Kenwood Appliances, the maker of the Kenwood Chef Mixer, looked vulnerable to a takeover bid yesterday after the domestic appliance maker issued another profits warning and said its managing director was to leave after little more than a year in charge.

Kenwood shares lost a third of their value in early trading but recovered to close 22p lower at 164p as the market sensed that Pifco might renew its bid interest. Pifco, the rival appliance group, approached Kenwood twice about an agreed deal last year but withdrew after being rebuffed.

Pifco's directors were in Stockholm yesterday and issued no formal comment. However, City analysts suggested that with Kenwood shares now at their lowest point since the company's flotation in 1992, Pifco might move in for the kill.

After yesterday's 12 per cent slump in the share price, Kenwood is worth pounds 75m. Pifco's shares closed unchanged at 268p yesterday, valuing the company at pounds 45m.

Kenwood said that following a poor performance in the Christmas and January sales periods, profits in the second half would be significantly lower than the pounds 3.3m achieved in the first half. Analysts forecast full-year profits of pounds 4.5m.

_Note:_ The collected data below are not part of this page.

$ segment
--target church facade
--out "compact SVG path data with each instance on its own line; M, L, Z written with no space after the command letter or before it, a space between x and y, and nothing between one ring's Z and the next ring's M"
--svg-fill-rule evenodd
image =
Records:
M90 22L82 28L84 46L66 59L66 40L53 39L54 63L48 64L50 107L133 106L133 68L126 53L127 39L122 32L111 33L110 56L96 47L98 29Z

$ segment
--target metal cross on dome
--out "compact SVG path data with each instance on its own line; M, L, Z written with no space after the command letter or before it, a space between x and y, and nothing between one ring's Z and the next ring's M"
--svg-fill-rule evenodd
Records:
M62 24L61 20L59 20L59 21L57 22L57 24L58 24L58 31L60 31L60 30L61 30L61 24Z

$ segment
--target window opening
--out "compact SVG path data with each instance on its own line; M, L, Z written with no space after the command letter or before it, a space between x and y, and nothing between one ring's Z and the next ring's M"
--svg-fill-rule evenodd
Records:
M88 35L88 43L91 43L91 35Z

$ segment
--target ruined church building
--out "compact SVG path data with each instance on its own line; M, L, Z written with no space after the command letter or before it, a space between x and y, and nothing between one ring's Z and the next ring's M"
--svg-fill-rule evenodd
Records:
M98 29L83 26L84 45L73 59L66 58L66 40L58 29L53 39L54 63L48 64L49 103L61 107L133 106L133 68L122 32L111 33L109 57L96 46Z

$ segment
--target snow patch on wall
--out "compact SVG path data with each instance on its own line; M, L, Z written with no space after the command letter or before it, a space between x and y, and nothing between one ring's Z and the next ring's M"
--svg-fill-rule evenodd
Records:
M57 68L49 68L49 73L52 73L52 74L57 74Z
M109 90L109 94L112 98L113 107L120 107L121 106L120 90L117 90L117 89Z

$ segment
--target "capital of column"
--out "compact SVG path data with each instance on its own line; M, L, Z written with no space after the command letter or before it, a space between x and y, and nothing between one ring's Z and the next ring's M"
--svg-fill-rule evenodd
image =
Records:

Though the group has maintained market share, trading in western Europe is difficult and margins are under pressure. The strength of sterling has also had an adverse impact.

As a result of the latest downbeat message, managing director Tim Beech will leave the company next month. He will receive compensation for loss of office. He is on a two-year contract and last year received total pay of pounds 170,000 including bonuses.

He will be replaced by Colin Gordon, who joins from branded food and drinks group Grand Metropolitan. He has been a director of the group's IDV drinks subsidiary for the past 10 years.

Kenwood's rebel shareholder group, UK Active Value, which campaigned for the group to be put up for sale last year, applauded the shake-up. Julian Treger, one of the fund's advisers said: "We regard this as a positive set of announcements which are exactly the strategy we suggested to both management and shareholders last year. Clearly, Kenwood needed a change in management and an operational restructuring."

Another large institutional shareholder said that while a takeover was possible, the new management would be given a chance to prove themselves. "We've got a new chief executive. All we want now is a strategy. We'll have to listen to what they have to say."

Pifco made two informal approaches to Kenwood last year. It stressed it was interested only in an agreed deal.

In December UK Active Value requisitioned an extraordinary general meeting at which it proposed Kenwood should put itself up for sale. Shareholders voted overwhelmingly against the motion.

However, some analysts suggested that following yet another profits warning investors might now take a different view.